Looking specifically at Maine, which Republicans see as the “linchpin” to holding the Senate majority, according to Guida, Domenech also sends a warning. The race will be between U.S. Senator Susan Collins (R-ME) and Democratic insurgent newcomer Graham Platner, who has already faced numerous scandals.

“The interesting thing about this whole focus on Maine is that if you talk to Senate Republican staff and consultants, they’re actually less worried about it than other states,” says Domenech. “This is partially because of Platner’s shall we say unique collection of scandals and challenges, but it’s also because of enormous faith in Collins as a survivor.”

Collins, 73, is running for her sixth term after being first elected in 1996.

Guida points to a Politico report on a memo that states: “the political fundamentals in Maine remain challenging, and it is a fatal mistake to assume Platner is too damaged to win.”

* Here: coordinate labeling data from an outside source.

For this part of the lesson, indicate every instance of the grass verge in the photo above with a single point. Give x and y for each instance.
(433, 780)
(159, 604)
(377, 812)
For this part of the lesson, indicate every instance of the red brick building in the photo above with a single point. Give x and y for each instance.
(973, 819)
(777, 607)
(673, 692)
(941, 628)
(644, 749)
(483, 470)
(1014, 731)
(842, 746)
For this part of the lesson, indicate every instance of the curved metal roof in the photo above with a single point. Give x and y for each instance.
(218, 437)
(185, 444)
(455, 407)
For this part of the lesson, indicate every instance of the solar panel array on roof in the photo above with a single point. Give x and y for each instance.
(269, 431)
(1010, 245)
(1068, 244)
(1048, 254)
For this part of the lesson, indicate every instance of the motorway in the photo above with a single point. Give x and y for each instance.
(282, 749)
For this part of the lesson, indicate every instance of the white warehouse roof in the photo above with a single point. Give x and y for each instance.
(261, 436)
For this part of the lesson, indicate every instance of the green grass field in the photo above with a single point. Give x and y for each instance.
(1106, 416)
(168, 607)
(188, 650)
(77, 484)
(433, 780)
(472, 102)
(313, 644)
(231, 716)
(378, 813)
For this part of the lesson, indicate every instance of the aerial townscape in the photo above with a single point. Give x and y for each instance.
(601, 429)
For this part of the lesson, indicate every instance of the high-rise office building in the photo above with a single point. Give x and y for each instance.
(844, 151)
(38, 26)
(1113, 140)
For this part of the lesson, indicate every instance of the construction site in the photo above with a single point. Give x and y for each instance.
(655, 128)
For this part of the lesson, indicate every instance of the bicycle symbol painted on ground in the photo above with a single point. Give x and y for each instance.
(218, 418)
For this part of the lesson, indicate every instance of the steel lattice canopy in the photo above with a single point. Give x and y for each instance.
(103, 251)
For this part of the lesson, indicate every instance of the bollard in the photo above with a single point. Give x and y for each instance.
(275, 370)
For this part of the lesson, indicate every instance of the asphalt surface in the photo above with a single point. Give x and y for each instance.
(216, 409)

“I think that’s correct,” says Domenech, “and top Republicans should actually be more concerned.”

“Platner clearly has energy behind him. He speaks to a desire on the left for a strong message, and he’s shown no signs of bowing to pressure to get out for a more centrist-coded candidate,” he adds. “Collins is absolutely capable of winning, but national assumptions are taking over based on her last election, in 2020, when she came back from what seemed like a deep hole by keeping her campaign hyperlocal.”

Domenech says that Republicans do have some concerns, specifically about three states Donald Trump won by double digits in 2024: Alaska, Iowa and Ohio.

In Ohio, former U.S. Senator Sherrod Brown is seeking to return to the Senate, and is running against “an appointee who has never won a Senate election, Jon Husted.”

In Alaska, Democrat Mary Peltola is running against Dan Sullivan, the Republican incumbent who “has the advantage there, but again, we’re talking about a unique state, and Peltola is an Alaska Native,” says Domenech. That race is now considered a “toss up” by The Center for Politics’ “Crystal Ball,” which also now rates the Ohio race as a “toss up.”

Iowa could become a difficult race for Republicans as well. Domenech warns it “could turn out to be a real test for Trump’s tariff policies, which have been a decidedly mixed bag in many of the states that backed him. The president will probably have to take that argument to the people of Iowa himself.”

Overall, says Domenech, Republicans’ confidence “comes from a belief that Democratic radicalism, particularly the various examples of what they view as a renewed cultural leftism in opposition to Trump during his first term, will play in their favor.”